2022 Fiscal Year Final Research Report

• Project/Area Number: 18K13586
• Research Category: Grant-in-Aid for Early-Career Scientists
• Allocation Type: Multi-year Fund
• Review Section: Basic Section 16010:Astronomy-related
• Research Institution: National Astronomical Observatory of Japan
• Principal Investigator: HULL CHARLES 国立天文台, アルマプロジェクト, 特別客員研究員 (70814755)
• Project Period (FY): 2018-04-01 – 2023-03-31
• Keywords: Star formation / Radio astronomy / Binary stars / Protostars / Polarization / Magnetic fields / Dust

Outline of Final Research Achievements

The results of this study were published in Hull et al. 2020a (ApJ, 892, 152). In that work, we presented 1.3 mm ALMA observations of polarized dust emission toward the wide-binary protostellar system BHR 71 IRS1 and IRS2. IRS1 features what appears to be a natal, hourglass-shaped magnetic field.
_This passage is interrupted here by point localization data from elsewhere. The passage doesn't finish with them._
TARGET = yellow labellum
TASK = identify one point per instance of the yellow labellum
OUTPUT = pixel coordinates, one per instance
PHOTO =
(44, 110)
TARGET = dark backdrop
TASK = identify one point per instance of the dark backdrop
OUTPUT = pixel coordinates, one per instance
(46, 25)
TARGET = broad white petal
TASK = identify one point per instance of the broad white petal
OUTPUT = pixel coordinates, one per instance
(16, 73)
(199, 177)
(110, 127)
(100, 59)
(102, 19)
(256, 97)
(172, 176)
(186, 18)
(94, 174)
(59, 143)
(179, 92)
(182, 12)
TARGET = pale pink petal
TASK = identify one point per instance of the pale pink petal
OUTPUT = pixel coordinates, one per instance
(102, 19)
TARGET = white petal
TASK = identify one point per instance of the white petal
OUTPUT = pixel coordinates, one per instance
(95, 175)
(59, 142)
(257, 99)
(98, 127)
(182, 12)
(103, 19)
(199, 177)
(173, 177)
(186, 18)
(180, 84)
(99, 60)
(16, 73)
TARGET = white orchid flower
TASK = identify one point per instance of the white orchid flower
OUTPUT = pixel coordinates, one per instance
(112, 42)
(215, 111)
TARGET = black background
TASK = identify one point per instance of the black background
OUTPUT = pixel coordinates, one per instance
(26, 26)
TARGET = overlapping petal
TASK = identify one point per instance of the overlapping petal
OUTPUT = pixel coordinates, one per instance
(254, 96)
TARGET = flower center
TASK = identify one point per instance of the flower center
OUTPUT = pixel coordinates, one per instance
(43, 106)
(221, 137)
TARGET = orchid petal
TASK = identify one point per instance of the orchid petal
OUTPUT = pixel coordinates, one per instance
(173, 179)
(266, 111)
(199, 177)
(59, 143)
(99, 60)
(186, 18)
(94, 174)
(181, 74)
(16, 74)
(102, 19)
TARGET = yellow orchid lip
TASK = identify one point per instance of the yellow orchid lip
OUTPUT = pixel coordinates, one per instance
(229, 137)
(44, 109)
In contrast, IRS2 exhibits a magnetic field that has been affected by its bipolar outflow. Toward IRS2, the polarization is confined mainly to the outflow cavity walls. Along the northern edge of the redshifted outflow cavity of IRS2, the polarized emission is sandwiched between the outflow and a filament of cold, dense gas traced by N2D+, toward which no dust polarization is detected. This suggests that the origin of the enhanced polarization in IRS2 is the irradiation of the outflow cavity walls, which enables the alignment of dust grains with respect to the magnetic field -- but only to a depth of approximately 300 au, beyond which the dust is cold and unpolarized.

Free Research Field

Astronomy

Academic Significance and Societal Importance of the Research Achievements

Studying the formation of stars gives us a view into where we, as human beings, came from, because by studying how stars form, we are studying the environments in which solar systems like our own form. Studying binary stars is important since half of the stars in the Milky Way are binaries.